The objective of this notebook is answer the following four questions:

- what are the most used programing languages in 2020 and which programing languages are most desired by developers for 2020? 
-  What are the most popular database environments used in 2020? and which databases are developers most interested in learning for 2021?
-  what are the most popular web frameworks for 2020? What web frame works are developers most interested in learning for next year?
- What are the most popular libraries/frameworks for developers in 2020? Which libraries and frameworks are developers most interested in learning for next year? 

To answer the above questions, we explore the 2020 Stack Overflow Annual Developer Survey.
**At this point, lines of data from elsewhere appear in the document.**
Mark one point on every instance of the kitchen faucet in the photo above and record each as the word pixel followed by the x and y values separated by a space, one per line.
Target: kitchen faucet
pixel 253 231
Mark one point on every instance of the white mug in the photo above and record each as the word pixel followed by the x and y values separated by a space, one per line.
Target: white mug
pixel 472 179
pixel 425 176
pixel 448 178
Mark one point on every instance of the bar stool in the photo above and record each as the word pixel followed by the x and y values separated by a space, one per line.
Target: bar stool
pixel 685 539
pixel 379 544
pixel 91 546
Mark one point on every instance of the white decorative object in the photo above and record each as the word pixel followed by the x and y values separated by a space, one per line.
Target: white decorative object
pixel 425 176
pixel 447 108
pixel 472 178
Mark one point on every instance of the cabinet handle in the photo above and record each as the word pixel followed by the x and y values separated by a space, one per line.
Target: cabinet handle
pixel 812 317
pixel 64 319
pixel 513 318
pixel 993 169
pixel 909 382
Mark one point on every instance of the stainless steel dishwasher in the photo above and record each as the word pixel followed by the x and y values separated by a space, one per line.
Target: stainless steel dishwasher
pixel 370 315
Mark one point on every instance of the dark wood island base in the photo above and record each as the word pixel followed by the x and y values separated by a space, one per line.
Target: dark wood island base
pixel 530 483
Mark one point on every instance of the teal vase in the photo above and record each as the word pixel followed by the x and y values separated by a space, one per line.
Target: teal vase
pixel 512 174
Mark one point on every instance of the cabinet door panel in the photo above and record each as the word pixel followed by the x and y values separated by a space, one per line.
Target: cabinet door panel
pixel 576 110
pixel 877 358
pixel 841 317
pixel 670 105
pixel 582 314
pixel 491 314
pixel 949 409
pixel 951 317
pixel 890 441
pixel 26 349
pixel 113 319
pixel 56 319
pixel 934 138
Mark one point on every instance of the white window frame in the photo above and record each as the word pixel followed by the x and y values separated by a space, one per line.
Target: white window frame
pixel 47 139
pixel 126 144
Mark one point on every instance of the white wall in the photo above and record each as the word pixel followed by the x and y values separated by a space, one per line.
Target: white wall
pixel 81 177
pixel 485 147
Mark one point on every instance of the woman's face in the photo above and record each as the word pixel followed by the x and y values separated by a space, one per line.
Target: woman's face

The survey has over 65,000 responses from across 180 countries. 

In [1]:
import numpy as np
import pandas as pd
import matplotlib.pyplot as plt
from collections import defaultdict

In [2]:
import altair as alt

In [3]:
df = pd.read_csv('./developer_survey_2020/survey_results_public.csv')
schema_df = pd.read_csv('./developer_survey_2020/survey_results_schema.csv',encoding= 'unicode_escape')

In [4]:
df.head()

Unnamed: 0,Respondent,MainBranch,Hobbyist,Age,Age1stCode,CompFreq,CompTotal,ConvertedComp,Country,CurrencyDesc,...,SurveyEase,SurveyLength,Trans,UndergradMajor,WebframeDesireNextYear,WebframeWorkedWith,WelcomeChange,WorkWeekHrs,YearsCode,YearsCodePro
0,1,I am a developer by profession,Yes,,13,Monthly,,,Germany,European Euro,...,Neither easy nor difficult,Appropriate in length,No,"Computer science, computer engineering, or sof...",ASP.NET Core,ASP.NET;ASP.NET Core,Just as welcome now as I felt last year,50.0,36,27.0
1,2,I am a developer by profession,No,,19,,,,United Kingdom,Pound sterling,...,,,,"Computer science, computer engineering, or sof...",,,Somewhat more welcome now than last year,,7,4.0
2,3,I code primarily as a hobby,Yes,,15,,,,Russian Federation,,...,Neither easy nor difficult,Appropriate in length,,,,,Somewhat more welcome now than last year,,4,
3,4,I am a developer by profession,Yes,25.0,18,,,,Albania,Albanian lek,...,,,No,"Computer science, computer engineering, or sof...",,,Somewhat less welcome now than last year,40.0,7,4.0
4,5,"I used to be a developer by profession, but no...",Yes,31.0,16,,,,United States,,...,Easy,Too short,No,"Computer science, computer engineering, or sof...",Django;Ruby on Rails,Ruby on Rails,Just as welcome now as I felt last year,,15,8.0


In [5]:
schema_df.head()

Unnamed: 0,Column,QuestionText
0,Respondent,Randomized respondent ID number (not in order ...
1,MainBranch,Which of the following options best describes ...
2,Hobbyist,Do you code as a hobby?
3,Age,What is your age (in years)? If you prefer not...
4,Age1stCode,At what age did you write your first line of c...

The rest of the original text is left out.